O segundo júri popular das chacinas que ocorreram em Mogi das Cruzes entre 2013 e 2016 acontecerá hoje, às 13 horas, no Fórum de Braz Cubas. Os ex-policiais militares Fernando Cardoso e Vanderlei Messias Barros são acusados pelo Ministério Público (MP) pela morte de Rafael Augusto Vieira Muniz e Bruno Fiuza Gorrera, assassinados em setembro de 2014. A ocasião será marcada por protestos do grupo de mães que tiveram os filhos vítimas das chacinas.
Para a professora Inês Paz, do grupo Mães Mogianas, a expectativa para que os ex-militares sejam condenados é grande. Na sexta-feira passada, ela, juntamente com as mães das vítimas, conversaram com os promotores do caso e tiveram retorno positivo. "Esperamos que eles sejam condenados. Em conversa com a promotoria, nós vimos o empenho no caso. Será um júri longo", previu.
Uma das mães, também do Mães Mogianas, e que estará presente no julgamento, é a mãe de Diego Rodrigo Marttos, assassinado aos 33 anos em Jundiapeba, no primeiro dia de 2015, Maria Aparecida Alves Marttos, 61. Apesar do momento relembrar o sofrimento do dia em que perdeu o filho, ela está ansiosa para que os ex-policiais sejam condenados. "Esperamos que desta vez consigamos a condenação de ambos. Apesar de novamente relembrar do dia em que perdemos nossos filhos, estamos na luta, só estou aqui ainda porque tenho esse apoio das outras mães, se não, não teria forças para seguir", contou.
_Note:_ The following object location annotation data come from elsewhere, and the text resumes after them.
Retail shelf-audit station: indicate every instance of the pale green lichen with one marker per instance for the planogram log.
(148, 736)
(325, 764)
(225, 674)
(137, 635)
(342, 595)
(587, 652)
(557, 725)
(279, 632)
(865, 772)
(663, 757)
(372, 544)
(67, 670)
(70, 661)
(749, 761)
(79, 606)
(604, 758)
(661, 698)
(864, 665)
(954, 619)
No final de outubro do ano passado, Cardoso foi inocentado durante o primeiro júri popular de um homicídio que aconteceu em Mogi no ano de 2013, o que foi desolador para o grupo de mães que lutam pela prisão dos acusados. Na ocasião, ele estava sendo acusado pelo Ministério Público (MP) como autor da morte de Matheus Aparecido da Silva, de 16 anos, e por homicídio tentado de outros dois jovens na madrugada do dia 15 de novembro de 2013.
O grupo também questionou alguns pontos levantados durante o julgamento. De acordo com Inês, a defesa apontou irregulares no processo e que havia falhas. "Nenhum membro da Polícia Civil foi chamado e eles apontaram irregularidades. Parecia tudo um teatro para dar esse resultado".